Cisco Talos Links BadIIS demo.pdb Builder to Chinese MaaS
Cisco Talos found a BadIIS variant marked by “demo.pdb” and a recovered builder tied to Chinese-language MaaS operators used for SEO fraud, redirects and content hijacking.
Cisco Talos recovered a builder and linked a BadIIS variant identified by embedded “demo.pdb” strings to Chinese-language malware-as-a-service operators. The components were used on compromised Microsoft IIS servers to run search engine optimization fraud, redirect users and hijack site content.
Analysis of program database (PDB) file paths and compilation timestamps shows development activity from at least Sept. 30, 2021 through Jan. 6, 2026. The author alias “lwxat” appears in multiple artifacts and a custom user-agent “lwxatisme” appears in live samples. Researchers observed campaigns using this tooling across the Asia-Pacific region and in smaller numbers in South Africa, Europe and North America, mainly since 2024.
Talos recovered a dedicated builder application that generates configuration files, payloads and JavaScript or PHP redirectors and injects parameters into BadIIS binaries. Operators must stage 32-bit and 64-bit BadIIS binaries alongside the builder; the tool then produces a config.txt and embeds settings into the final DLLs. The builder obfuscates command-and-control addresses with a single-byte XOR using key 0x3 and attempts to authenticate with a C2 server by checking for the response string “lwxat”.
The builder supports four primary functions: injecting JavaScript redirects to send legitimate visitors to spam or illicit sites; acting as a reverse proxy to serve malicious content to search engine crawlers; replacing on-site content with configurable injection rates and remote metadata for titles, descriptions and keywords; and inserting internal links and external backlinks to move domain authority to target pages.

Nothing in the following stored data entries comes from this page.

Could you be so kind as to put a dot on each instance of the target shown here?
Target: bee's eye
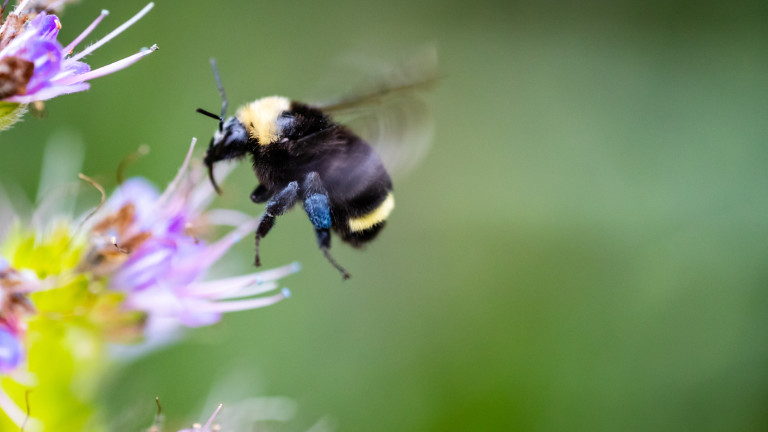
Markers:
(285, 122)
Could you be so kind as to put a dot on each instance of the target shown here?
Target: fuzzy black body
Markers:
(350, 170)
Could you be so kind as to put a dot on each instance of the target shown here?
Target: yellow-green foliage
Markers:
(66, 338)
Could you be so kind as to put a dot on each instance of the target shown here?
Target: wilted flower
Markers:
(132, 269)
(151, 246)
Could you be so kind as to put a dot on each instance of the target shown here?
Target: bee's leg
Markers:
(260, 194)
(277, 205)
(318, 208)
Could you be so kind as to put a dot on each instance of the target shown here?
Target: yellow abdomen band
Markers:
(378, 215)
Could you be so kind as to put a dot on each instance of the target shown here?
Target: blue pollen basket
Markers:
(318, 210)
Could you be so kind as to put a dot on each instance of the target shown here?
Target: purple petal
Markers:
(44, 26)
(46, 55)
(48, 93)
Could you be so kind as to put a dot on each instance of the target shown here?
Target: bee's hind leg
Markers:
(318, 208)
(277, 205)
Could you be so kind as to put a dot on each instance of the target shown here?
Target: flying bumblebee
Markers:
(300, 153)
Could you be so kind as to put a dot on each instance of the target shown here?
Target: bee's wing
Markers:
(391, 114)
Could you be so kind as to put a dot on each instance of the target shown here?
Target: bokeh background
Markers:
(583, 249)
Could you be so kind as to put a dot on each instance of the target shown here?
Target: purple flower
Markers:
(11, 350)
(150, 246)
(35, 67)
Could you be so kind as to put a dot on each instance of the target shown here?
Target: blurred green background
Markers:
(583, 249)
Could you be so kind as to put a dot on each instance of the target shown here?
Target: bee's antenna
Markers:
(221, 92)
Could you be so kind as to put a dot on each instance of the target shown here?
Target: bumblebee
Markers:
(300, 154)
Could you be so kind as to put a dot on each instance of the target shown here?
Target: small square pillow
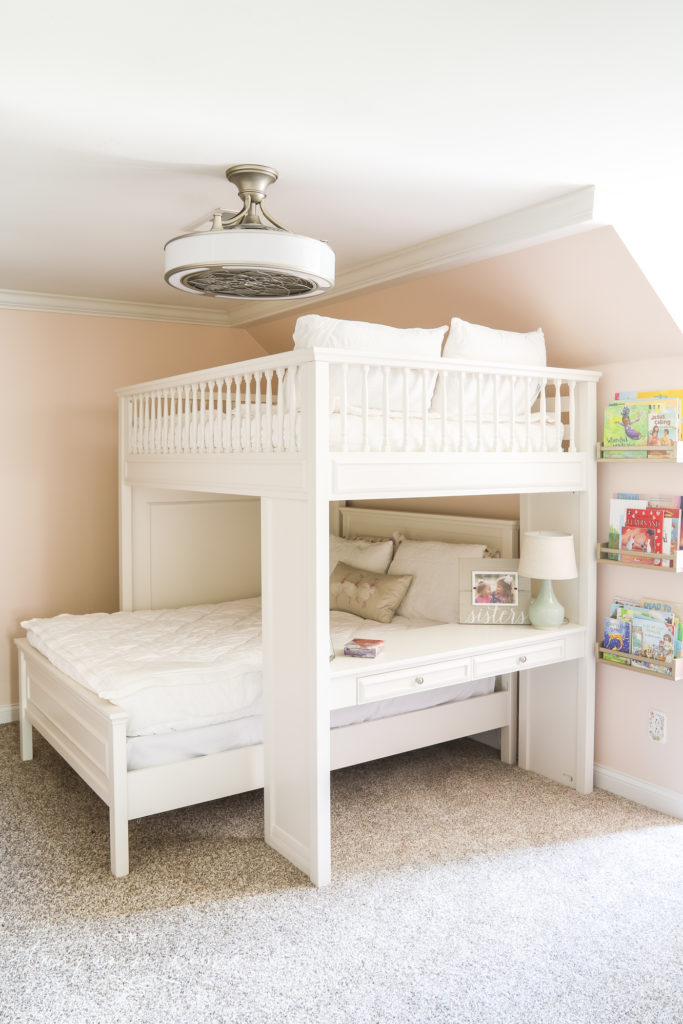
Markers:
(360, 553)
(471, 342)
(371, 595)
(434, 566)
(312, 331)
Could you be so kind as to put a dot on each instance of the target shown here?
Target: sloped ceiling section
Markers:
(586, 291)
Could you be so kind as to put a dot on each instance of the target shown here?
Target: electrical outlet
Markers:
(657, 726)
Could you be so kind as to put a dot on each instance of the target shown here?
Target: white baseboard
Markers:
(9, 713)
(656, 797)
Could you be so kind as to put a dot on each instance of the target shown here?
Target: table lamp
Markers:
(547, 555)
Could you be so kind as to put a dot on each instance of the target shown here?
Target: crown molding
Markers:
(82, 306)
(553, 219)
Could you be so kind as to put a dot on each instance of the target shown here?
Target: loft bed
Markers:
(153, 772)
(302, 433)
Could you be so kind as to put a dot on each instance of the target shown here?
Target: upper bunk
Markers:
(359, 426)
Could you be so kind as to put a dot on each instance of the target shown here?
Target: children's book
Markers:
(652, 639)
(626, 427)
(663, 427)
(629, 396)
(359, 647)
(642, 531)
(616, 638)
(622, 504)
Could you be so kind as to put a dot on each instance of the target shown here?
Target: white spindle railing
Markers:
(389, 406)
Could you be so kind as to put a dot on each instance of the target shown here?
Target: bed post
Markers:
(118, 798)
(125, 514)
(557, 705)
(295, 556)
(26, 729)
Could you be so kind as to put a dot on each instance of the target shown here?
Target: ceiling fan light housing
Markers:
(249, 262)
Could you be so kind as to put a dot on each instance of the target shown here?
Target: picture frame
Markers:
(493, 592)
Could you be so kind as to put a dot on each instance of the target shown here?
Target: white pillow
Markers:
(360, 553)
(471, 342)
(434, 566)
(312, 331)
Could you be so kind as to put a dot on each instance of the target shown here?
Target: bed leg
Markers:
(118, 772)
(509, 732)
(26, 729)
(118, 843)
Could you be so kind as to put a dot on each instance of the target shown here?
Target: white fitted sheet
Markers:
(354, 433)
(147, 752)
(176, 669)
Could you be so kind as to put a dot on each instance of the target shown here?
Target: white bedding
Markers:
(146, 752)
(176, 669)
(347, 433)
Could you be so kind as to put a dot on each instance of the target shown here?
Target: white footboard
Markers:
(90, 735)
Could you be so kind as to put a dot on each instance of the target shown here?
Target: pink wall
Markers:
(58, 436)
(597, 310)
(58, 454)
(625, 698)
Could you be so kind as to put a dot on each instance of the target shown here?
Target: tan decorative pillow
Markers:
(371, 595)
(371, 553)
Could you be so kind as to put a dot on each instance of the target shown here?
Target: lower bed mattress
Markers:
(146, 752)
(189, 679)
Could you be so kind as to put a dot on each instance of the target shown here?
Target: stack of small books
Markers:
(359, 647)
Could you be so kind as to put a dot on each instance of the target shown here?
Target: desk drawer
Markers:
(393, 684)
(517, 660)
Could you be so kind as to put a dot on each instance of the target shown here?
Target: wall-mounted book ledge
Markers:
(651, 453)
(643, 560)
(666, 670)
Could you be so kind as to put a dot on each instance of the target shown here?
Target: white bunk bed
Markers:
(266, 429)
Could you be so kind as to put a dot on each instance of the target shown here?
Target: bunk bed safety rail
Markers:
(221, 412)
(388, 404)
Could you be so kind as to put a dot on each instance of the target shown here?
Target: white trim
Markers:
(555, 218)
(9, 713)
(640, 792)
(79, 305)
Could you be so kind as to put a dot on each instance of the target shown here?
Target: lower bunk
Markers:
(147, 743)
(90, 734)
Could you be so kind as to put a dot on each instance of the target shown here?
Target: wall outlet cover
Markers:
(657, 726)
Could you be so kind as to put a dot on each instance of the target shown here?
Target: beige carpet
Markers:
(464, 891)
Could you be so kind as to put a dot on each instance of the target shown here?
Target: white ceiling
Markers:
(390, 123)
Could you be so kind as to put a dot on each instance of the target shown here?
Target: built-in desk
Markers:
(551, 738)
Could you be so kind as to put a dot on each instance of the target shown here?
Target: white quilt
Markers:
(179, 668)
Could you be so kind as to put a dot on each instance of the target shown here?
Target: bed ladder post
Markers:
(26, 729)
(296, 649)
(118, 801)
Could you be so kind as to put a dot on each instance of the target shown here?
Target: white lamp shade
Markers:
(547, 555)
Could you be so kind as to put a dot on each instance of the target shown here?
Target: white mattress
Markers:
(348, 433)
(145, 752)
(177, 669)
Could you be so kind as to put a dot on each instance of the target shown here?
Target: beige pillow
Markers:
(434, 566)
(371, 595)
(361, 552)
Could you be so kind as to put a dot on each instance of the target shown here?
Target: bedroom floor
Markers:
(464, 891)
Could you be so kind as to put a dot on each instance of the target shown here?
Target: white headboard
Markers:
(499, 535)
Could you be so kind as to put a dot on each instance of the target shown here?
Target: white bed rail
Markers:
(378, 406)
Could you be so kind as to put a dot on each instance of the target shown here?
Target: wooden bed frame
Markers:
(90, 733)
(262, 430)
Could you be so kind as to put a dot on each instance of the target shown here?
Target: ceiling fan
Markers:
(244, 256)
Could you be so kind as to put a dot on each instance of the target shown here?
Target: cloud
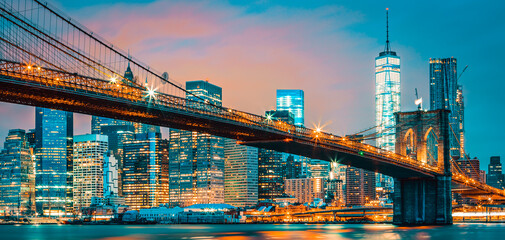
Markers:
(250, 55)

Talos linked several supporting installers, droppers and persistence utilities to the same author through matching PDB patterns and the “lwxat” authentication marker. Observed installers register malicious modules as Windows services using names such as Winlogin, FaxService or AudiosService. Other tools parse XML-style config files to register DLLs in IIS global modules, and a module-initialization dropper contains IIS32 and IIS64 DLLs embedded in its resources. Some components use custom Base64 obfuscation or double Base64 encoding to hide command lines and server addresses.

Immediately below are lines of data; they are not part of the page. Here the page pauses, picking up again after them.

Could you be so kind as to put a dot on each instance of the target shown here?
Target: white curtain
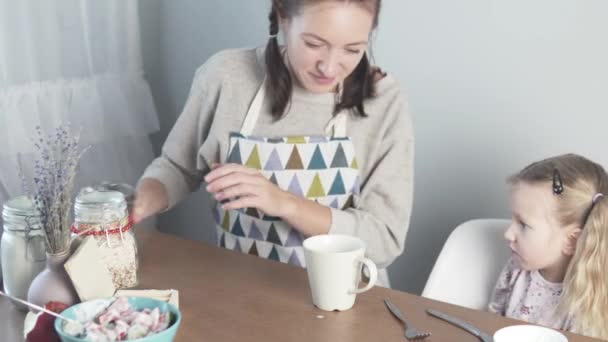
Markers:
(76, 61)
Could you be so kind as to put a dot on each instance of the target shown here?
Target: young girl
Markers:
(559, 240)
(294, 140)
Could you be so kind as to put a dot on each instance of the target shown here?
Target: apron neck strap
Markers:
(336, 127)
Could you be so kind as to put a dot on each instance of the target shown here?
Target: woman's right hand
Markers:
(150, 198)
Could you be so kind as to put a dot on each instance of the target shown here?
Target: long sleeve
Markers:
(177, 168)
(502, 290)
(381, 213)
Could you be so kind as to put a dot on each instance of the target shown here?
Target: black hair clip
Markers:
(558, 186)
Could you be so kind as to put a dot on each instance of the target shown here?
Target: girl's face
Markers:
(535, 237)
(325, 42)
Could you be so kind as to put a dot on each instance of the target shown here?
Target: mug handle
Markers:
(373, 275)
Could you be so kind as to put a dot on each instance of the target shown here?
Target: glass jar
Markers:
(22, 248)
(103, 215)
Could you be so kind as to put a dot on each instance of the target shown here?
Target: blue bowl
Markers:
(138, 303)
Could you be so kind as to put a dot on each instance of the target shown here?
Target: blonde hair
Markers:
(585, 296)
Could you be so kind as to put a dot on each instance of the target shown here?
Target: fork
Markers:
(411, 333)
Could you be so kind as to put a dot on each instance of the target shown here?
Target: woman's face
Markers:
(325, 42)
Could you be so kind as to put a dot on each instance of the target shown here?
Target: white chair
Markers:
(466, 270)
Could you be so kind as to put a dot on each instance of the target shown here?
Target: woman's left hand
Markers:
(249, 188)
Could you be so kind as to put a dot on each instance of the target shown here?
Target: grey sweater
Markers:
(221, 93)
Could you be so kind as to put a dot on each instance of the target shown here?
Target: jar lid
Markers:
(96, 198)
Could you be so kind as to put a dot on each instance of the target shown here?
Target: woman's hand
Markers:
(150, 198)
(248, 188)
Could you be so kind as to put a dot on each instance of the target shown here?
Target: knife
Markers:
(461, 324)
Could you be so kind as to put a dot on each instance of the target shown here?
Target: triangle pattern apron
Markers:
(319, 168)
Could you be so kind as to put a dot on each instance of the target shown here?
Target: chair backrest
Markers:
(468, 266)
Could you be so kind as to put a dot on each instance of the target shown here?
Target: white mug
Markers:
(528, 333)
(334, 264)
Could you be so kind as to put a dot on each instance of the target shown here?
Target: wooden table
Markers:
(228, 296)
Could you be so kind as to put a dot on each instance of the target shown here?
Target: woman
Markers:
(317, 141)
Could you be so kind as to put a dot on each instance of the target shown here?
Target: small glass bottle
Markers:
(103, 215)
(23, 247)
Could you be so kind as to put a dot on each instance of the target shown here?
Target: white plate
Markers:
(528, 333)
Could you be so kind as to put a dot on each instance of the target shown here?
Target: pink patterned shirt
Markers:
(527, 296)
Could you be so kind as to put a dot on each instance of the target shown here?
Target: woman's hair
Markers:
(576, 181)
(357, 87)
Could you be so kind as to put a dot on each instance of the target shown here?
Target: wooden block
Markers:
(89, 274)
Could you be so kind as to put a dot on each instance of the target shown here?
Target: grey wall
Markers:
(493, 85)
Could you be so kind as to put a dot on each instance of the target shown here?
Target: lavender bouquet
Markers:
(55, 167)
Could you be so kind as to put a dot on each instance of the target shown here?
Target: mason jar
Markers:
(22, 248)
(103, 214)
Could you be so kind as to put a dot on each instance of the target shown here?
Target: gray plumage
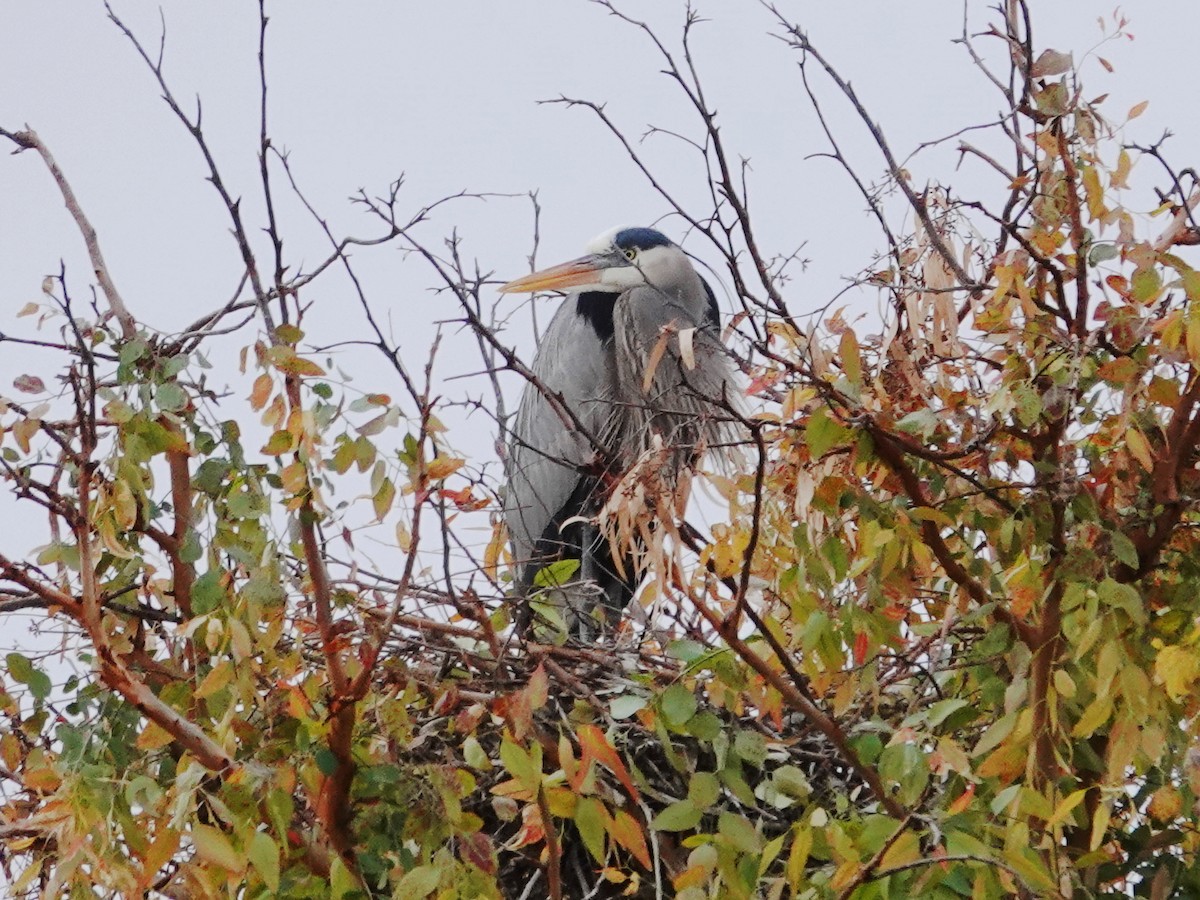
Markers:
(640, 304)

PDB paths include Chinese folder names and date-based versioning that indicate feature branching and reactive updates. Examples in the paths include “兼容百度浏览器+劫持robots.txt” (compatible with Baidu browser and hijacking robots.txt), builds labeled “过诺顿” (bypass Norton), and a “dll-no503” branch likely created to avoid triggering IIS 503 Service Unavailable errors.

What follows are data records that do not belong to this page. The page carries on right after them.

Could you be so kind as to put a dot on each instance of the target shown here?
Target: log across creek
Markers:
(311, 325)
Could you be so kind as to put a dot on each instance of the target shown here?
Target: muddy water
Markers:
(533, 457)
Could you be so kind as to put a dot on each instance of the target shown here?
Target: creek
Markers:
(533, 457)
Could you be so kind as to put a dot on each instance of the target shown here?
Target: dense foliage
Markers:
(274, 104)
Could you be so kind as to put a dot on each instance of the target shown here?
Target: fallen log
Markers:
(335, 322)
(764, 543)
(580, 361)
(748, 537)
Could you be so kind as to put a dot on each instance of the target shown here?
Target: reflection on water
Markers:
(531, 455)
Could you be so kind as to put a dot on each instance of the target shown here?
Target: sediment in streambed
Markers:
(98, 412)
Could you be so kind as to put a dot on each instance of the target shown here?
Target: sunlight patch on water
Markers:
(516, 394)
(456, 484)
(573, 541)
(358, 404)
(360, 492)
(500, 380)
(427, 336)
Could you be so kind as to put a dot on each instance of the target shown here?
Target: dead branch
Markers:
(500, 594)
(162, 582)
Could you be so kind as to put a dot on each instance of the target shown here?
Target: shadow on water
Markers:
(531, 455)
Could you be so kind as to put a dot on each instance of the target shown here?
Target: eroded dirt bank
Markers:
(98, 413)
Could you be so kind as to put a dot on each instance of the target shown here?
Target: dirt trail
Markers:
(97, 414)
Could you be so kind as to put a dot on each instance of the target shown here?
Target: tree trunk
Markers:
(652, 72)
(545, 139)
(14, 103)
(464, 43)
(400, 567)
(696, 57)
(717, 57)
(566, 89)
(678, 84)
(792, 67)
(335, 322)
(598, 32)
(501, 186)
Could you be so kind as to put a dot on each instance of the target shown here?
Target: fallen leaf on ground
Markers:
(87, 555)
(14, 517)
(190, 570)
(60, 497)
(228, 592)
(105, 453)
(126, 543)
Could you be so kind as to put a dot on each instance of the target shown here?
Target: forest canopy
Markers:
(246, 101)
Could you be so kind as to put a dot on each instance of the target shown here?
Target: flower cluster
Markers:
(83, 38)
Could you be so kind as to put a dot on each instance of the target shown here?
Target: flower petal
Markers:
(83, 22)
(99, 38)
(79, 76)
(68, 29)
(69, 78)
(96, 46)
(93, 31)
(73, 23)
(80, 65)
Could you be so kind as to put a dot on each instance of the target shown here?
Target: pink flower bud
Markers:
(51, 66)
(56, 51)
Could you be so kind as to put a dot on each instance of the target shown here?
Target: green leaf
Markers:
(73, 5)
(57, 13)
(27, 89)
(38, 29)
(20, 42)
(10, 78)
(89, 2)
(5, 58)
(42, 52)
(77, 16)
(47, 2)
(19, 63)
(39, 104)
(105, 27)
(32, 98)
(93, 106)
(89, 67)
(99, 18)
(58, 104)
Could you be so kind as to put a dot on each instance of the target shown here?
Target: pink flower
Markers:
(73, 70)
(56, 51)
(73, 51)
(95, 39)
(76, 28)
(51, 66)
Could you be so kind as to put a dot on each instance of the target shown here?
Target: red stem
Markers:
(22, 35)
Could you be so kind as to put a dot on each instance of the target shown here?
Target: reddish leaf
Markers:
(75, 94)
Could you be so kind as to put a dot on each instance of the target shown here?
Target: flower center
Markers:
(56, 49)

Cisco Talos published indicators of compromise and detection guidance and placed IOCs in a public GitHub repository. Published ClamAV signatures include Win.Malware.BadIIS-10059971-0, Win.Malware.BadIIS-10059977-0, Win.Malware.BadIIS-10059984-0 and Win.Malware.BadIIS-10059985-0. Snort detection SIDs listed include Snort2: 1:66400, 1:66399, 1:66398 and Snort3: 1:66400, 1:301491.
BadIIS is malware that targets Microsoft IIS by installing malicious modules or DLLs to intercept web traffic and alter server responses. In the observed campaigns, attackers use compromised servers to redirect users, serve spam or illegal content to search engine crawlers and inject backlinks that transfer domain reputation to external sites.